Deep Learning: Training Models ● Loss Function Cross entropy (logistic loss) ○ ● Hyper parameter (initialization, Hinge loss ○ regularization, model search) Maximum likelihood ○ ○ Weight initialization L2 (root mean square) and L1 ○ ○ L1 and L2 (Weight decay) Adversarial ○ ○ Dropout Variational ○ ○ Learning rate ● Optimizers ○ Layer size SGD ○ Batch size ○ Momentum ○ ○ Data augmentation RMSProp ○ Adagrad ○ Adam ○

Multi-Layer Perceptron (MLP) ● Neural networks that consist of fully-connected layers and non-linear functions Also called Feedforward Neural Network or Deep Feedforward Network ○ A long history: perceptron (Rosenblatt, 1962), back-propagation (Rumelhart, ○ 1986), deep belief networks (Hinton and Salakhutdinov, 2006) 𝑧 = 𝑋 (&) ℎ (%) + 𝑐 (&) ℎ (") ℎ ($) ℎ (%) 𝑦 ℎ (%) = 𝑕 ( 𝑨 (%) ) 𝑧 𝑨 (%) = 𝑋 (%) ℎ ($) + 𝑐 (%) ℎ ($) = 𝑕 ( 𝑨 ($) ) 𝑨 ($) = 𝑋 ($) ℎ (") + 𝑐 ($) ℎ (") = 𝑕 ( 𝑨 (") ) Output layer Input layer 𝑨 (") = 𝑋 (") 𝑦 + 𝑐 (") Hidden layers

Deep Feedforward Network ● It is argued that the first breakthrough of deep learning is from the deep feedforward network (2011) The state-of-the-art acoustic model (GMM-HMM) in the speech recognition ○ Replace the GMM module with a deep feedforward network (up to 5 layers) ○ Initialize the weights matrix using an unsupervised learning algorithm ○ Deep belief network: greedy layer-wise using restricted Boltzmann machine ■ Context-Dependent Pre-trained Deep Neural Networks for Large Vocabulary Speech Recognition, George Dahl, Dong Yu, Li Deng, Alex Acero, 2012

Non-linear Functions ● There are several choices of non-linear functions (or activation functions) ReLU is the default choice in modern deep learning: fast and effective ○ There are also other choices such as Elastic Linear Unit and Maxout ○ Note that this is an element-wise operation in the neural network ○ 𝑓 " − 𝑓 !" Sigmoid Tanh 1 𝑓 " + 𝑓 !" 1 1 𝜏 𝑦 = 1 + 𝑓 !" -10 10 10 -10 0 0 Leaky ReLU ReLU 10 10 max(0, 𝑦) max(0.1𝑦, 𝑦) 10 -10 0 10 -10 0

Why the Nonlinear Function in the Hidden Layer? ● They capture the interaction between input elements with high-order This enables finding non-linear boundaries between different classes ○ Taylor series of a nonlinear function 𝑕 𝑨 ○ Non-zero coefficients for high-order polynomials: ■ 𝑕 𝑨 = 𝑏 # + 𝑏 $ 𝑨 + 𝑏 % 𝑨 % + 𝑏 & 𝑨 & + ⋯ interactions between all input elements 𝑨 % = 𝑥 $ % + 2𝑥 $ 𝑥 % 𝑦 $ 𝑦 % + 𝑥 % % + 2𝑥 $ 𝑦 $ 𝑐 + 2𝑥 % 𝑦 % 𝑐 + 𝑐 % 𝑨 = 𝑥 $ 𝑦 $ + 𝑥 % 𝑦 % + 𝑐 % 𝑦 $ % 𝑦 % 𝑦 $ 𝑦 $ 𝑦 " 𝑦 " 𝑏 ! + 𝑏 " 𝑨 + 𝑏𝑨 # = 0 𝑨 = 0

Why the Nonlinear Function in the Hidden Layer? ● What if the nonlinear functions are absent?

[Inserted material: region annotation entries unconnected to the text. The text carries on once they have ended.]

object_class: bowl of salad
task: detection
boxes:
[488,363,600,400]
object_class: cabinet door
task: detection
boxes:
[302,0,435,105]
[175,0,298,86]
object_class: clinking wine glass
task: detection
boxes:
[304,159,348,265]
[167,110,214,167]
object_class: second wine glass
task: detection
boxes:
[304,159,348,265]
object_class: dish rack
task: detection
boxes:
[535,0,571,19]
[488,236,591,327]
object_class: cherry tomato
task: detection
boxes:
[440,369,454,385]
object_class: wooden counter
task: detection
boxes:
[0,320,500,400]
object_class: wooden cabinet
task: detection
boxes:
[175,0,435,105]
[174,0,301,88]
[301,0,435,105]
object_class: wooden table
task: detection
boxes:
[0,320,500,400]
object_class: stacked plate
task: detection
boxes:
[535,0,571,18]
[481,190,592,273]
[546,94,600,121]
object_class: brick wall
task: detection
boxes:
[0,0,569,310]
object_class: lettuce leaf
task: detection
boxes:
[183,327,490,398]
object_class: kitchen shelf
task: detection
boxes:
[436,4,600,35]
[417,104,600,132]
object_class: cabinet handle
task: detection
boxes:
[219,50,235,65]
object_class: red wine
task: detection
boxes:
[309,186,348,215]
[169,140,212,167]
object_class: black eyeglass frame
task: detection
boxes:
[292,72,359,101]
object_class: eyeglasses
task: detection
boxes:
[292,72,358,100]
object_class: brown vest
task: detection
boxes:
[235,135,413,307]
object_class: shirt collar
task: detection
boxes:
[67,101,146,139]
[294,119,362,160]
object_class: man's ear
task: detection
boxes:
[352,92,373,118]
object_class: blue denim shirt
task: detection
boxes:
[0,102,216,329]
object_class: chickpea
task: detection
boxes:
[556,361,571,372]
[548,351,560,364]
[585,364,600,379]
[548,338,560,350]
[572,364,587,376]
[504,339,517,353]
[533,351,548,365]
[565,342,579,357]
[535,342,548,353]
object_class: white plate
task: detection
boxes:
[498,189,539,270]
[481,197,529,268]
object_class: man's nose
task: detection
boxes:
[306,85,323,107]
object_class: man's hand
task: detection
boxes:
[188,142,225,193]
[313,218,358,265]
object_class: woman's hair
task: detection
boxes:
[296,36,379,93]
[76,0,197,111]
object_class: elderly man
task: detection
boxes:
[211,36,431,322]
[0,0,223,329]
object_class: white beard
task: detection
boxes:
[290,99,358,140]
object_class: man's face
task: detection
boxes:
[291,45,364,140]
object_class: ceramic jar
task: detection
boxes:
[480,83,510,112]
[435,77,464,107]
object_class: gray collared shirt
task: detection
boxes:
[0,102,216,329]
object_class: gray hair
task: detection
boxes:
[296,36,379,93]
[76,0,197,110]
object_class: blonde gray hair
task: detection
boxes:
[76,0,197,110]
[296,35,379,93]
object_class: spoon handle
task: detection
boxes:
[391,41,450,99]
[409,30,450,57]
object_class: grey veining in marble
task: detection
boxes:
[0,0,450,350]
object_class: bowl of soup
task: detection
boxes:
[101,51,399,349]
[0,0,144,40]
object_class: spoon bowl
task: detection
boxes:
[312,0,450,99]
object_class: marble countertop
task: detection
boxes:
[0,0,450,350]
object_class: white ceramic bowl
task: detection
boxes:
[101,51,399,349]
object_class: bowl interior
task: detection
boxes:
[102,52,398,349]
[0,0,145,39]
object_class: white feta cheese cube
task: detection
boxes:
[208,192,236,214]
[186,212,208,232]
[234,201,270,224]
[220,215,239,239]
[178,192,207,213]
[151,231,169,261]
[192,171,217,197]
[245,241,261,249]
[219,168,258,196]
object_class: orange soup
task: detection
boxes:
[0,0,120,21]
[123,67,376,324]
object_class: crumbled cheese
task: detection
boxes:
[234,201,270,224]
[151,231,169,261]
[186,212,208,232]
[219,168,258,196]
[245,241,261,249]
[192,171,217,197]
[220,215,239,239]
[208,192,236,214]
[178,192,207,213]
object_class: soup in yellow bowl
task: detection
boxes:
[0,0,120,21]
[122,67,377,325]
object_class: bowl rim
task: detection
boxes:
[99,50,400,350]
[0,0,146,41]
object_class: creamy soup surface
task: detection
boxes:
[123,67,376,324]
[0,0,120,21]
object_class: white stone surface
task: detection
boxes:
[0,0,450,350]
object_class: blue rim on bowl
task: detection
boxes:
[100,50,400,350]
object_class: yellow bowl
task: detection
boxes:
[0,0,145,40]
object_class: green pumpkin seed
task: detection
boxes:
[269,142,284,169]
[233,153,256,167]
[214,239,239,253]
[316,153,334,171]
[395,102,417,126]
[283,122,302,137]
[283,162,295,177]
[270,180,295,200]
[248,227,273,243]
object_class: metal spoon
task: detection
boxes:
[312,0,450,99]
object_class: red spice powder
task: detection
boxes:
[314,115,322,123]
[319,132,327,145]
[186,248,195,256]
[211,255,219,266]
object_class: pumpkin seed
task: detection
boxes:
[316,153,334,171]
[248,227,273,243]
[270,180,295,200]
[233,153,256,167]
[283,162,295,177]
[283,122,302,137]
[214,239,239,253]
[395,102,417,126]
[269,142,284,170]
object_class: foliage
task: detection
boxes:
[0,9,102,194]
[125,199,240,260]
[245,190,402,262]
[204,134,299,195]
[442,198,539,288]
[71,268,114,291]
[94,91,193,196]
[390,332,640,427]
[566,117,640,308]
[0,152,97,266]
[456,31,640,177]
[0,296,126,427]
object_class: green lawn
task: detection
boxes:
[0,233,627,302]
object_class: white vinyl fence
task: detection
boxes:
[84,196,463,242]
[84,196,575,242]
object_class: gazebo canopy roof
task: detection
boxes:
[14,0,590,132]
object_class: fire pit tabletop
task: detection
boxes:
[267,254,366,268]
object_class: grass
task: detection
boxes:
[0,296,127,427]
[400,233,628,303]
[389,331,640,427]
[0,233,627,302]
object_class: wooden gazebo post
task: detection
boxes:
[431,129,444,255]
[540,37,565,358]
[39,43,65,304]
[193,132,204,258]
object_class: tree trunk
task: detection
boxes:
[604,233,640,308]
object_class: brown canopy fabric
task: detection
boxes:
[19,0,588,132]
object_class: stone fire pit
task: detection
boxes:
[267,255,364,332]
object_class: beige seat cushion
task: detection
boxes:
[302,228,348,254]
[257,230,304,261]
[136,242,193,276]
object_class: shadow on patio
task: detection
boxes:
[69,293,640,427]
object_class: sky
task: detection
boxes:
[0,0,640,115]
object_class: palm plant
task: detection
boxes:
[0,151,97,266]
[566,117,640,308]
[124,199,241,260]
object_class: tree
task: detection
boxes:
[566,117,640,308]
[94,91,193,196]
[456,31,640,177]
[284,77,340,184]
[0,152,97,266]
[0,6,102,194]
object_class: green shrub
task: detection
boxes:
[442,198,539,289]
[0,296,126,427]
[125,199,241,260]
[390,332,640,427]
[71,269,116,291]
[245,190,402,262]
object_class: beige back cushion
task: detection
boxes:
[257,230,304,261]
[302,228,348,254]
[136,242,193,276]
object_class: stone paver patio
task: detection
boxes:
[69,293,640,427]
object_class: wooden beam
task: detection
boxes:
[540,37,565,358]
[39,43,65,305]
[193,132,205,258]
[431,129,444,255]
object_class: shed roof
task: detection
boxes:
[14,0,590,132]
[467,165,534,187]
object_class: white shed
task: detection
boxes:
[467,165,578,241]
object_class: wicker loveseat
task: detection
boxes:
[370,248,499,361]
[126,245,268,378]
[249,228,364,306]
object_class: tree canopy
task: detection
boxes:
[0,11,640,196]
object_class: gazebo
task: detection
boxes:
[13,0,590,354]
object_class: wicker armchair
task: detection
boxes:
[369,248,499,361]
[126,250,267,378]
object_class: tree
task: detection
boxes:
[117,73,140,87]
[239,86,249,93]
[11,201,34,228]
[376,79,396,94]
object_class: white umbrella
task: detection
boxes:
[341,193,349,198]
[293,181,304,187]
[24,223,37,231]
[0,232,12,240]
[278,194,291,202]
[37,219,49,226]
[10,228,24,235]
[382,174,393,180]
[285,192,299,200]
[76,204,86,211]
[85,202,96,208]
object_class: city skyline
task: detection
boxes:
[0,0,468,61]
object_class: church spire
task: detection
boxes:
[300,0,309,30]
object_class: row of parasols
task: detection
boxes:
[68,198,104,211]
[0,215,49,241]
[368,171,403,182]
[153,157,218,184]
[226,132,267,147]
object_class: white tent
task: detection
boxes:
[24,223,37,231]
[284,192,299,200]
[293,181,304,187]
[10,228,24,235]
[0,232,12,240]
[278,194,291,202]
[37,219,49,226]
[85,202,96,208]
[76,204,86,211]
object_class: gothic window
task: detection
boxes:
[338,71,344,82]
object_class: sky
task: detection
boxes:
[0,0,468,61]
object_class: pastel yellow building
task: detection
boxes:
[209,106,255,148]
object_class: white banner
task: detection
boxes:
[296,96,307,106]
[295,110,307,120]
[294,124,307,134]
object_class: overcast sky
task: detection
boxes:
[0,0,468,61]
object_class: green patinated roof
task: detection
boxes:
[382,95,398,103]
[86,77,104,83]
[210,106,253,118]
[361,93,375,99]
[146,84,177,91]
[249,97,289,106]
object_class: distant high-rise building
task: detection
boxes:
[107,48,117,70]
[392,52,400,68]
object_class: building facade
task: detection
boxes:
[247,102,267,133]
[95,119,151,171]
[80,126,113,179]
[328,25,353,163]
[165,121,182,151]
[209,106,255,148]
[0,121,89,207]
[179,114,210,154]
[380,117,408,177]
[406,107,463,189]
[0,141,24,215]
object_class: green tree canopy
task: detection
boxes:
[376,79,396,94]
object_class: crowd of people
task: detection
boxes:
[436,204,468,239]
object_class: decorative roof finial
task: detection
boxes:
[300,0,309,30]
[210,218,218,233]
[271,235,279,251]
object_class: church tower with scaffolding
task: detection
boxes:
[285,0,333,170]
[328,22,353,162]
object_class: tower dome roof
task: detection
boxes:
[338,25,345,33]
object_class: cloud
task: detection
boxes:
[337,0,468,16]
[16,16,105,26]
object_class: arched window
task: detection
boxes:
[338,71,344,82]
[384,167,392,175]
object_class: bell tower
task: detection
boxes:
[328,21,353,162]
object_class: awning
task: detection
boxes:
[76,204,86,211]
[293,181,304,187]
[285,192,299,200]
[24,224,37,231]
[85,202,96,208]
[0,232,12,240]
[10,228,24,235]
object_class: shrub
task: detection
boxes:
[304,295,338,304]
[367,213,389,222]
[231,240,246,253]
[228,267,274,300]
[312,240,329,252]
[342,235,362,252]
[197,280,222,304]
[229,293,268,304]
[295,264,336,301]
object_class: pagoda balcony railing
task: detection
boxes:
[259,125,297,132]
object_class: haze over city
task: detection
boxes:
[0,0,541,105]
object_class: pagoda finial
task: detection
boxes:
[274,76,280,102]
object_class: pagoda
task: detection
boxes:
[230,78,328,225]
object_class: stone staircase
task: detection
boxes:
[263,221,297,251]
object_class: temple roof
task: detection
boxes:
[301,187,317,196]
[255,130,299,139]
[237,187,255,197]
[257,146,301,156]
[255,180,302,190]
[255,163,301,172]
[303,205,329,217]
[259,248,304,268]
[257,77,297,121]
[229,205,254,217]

Multiplications of linear transform = another linear transform ○ Geometrically, linear transformation does scaling, sheering and rotation ○ source: http://www.ams.org/publicoutreach/feature-column/fcarc-svd

Deep Learning: Intro Juhan Nam Review of Traditional Machine - PowerPoint PPT Presentation

GCT634/AI613: Musical Applications of Machine Learning (Fall 2020) Deep Learning: Intro Juhan Nam Review of Traditional Machine Learning The traditional machine learning pipeline Temporal Frame-level Unsupervised Classifier Summary

Hao Su July 6, 2017 Outline Overview of 3D deep learning 3D deep learning algorithms

All You Want To Know About CNNs Yukun Zhu Deep Learning Deep Learning Image from

Deep Neural Networks and Deep Reinforcement Learning Deep Learning, Goodfellow, Bengio and

Interchange Intro Presentation Plus: Intro (Mixed media Interchange Intro Presentation Plus: Intro

Interchange Intro Presentation Plus: Intro (Mixed media Interchange Intro Presentation Plus: Intro

AGN deep multiwavelength AGN deep multiwavelength AGN deep multiwavelength surveys: surveys:

Deep Learning: Theory and Practice Deep Learning - Practical 02-04-2020 Considerations

Presentation about Deep Learning --- Zhongwu xie Contents 1.Brief introduction of Deep learning.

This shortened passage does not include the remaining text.